Bu görüşmede doğal olarak terör örgütü PKK'yla mücadeleden Kalkınma Yolu Projesi'ne kadar birçok konunun konuşulduğu biliniyor. Bütün bu konularda merkezi Irak yönetimi de dâhil son dönemde önemli adımlar atıldı.
Peki devam edecek mi?
Bağdat veya Erbil'de o kadar çok yabancı el var ki, hiçbir mesele doğal mecrasında akmadığı gibi insanları mutlu edecek bir çözüm de çıkmıyor.

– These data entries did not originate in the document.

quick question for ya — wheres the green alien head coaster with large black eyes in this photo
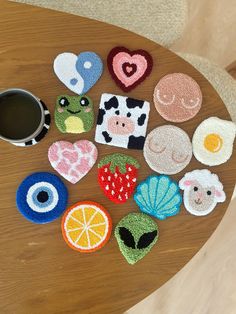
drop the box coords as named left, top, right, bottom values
left=115, top=213, right=159, bottom=265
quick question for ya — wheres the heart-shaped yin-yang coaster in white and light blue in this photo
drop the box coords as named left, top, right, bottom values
left=53, top=51, right=103, bottom=95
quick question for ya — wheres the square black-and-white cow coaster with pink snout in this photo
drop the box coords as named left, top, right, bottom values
left=95, top=94, right=150, bottom=149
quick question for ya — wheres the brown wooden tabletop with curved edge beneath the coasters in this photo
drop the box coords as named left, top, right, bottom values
left=0, top=1, right=236, bottom=314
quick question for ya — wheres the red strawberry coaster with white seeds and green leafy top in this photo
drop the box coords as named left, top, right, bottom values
left=98, top=154, right=140, bottom=203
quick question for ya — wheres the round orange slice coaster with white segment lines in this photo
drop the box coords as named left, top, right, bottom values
left=61, top=201, right=112, bottom=253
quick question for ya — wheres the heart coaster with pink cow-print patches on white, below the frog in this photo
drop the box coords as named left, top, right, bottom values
left=48, top=140, right=98, bottom=184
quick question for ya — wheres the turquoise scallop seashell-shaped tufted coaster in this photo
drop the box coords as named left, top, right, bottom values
left=134, top=175, right=182, bottom=220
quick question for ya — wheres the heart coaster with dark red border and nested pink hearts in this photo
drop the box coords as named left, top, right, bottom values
left=107, top=47, right=153, bottom=92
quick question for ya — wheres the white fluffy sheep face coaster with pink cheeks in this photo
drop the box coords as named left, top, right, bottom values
left=179, top=169, right=226, bottom=216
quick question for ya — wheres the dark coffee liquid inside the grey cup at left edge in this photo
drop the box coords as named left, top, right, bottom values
left=0, top=91, right=42, bottom=140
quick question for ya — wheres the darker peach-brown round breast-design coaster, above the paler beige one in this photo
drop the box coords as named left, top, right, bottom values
left=153, top=73, right=202, bottom=122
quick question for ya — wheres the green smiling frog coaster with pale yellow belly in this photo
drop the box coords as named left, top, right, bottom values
left=55, top=95, right=94, bottom=134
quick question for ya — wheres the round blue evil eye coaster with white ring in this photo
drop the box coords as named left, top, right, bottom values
left=16, top=172, right=68, bottom=224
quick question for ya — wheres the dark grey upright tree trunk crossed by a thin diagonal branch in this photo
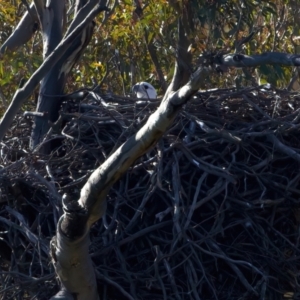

Oysa sadece Kerkük petrolleri bile bütün Irak halkını zenginleştirmeye yeter. İşte Türkiye, "Kalkınma Yolu Projesi"yle tam da bunu başarmak istiyor. Ama Biden-Netanyahu kirli ittifakı bunun karşısına "Baharat Yolu"nu koyarak bölgeyi yakıp yıkıyor. Saldırılardan başını kaldıramayan İran'ın nerede durduğu ise belli değil.
Süreç bundan sonra nasıl seyreder göreceğiz ama en azından Ankara- Erbil ilişkilerinin bugünkü sıcaklıkta devam etmesi için Irak Kürt Bölgesel Yönetimi'nde iki kez ertelenen ve önümüzdeki pazar günü yapılacak seçimlerin olaysız geçmesi ve KDP'nin bu seçimleri kazanması gerekiyor. İşi hiç kolay değil, karşısında hem çok sayıda farklı parti var hem de bölgenin zenginleşmesi konusunda "durduğu yer belli olmayan" İran, bu kez tarafını seçmiş durumda. Seçimlerde PKK ile birlikte Talabani'ye destek veriyor.
Kazanmasalar da KDP'yi zorlayacakları çok açık.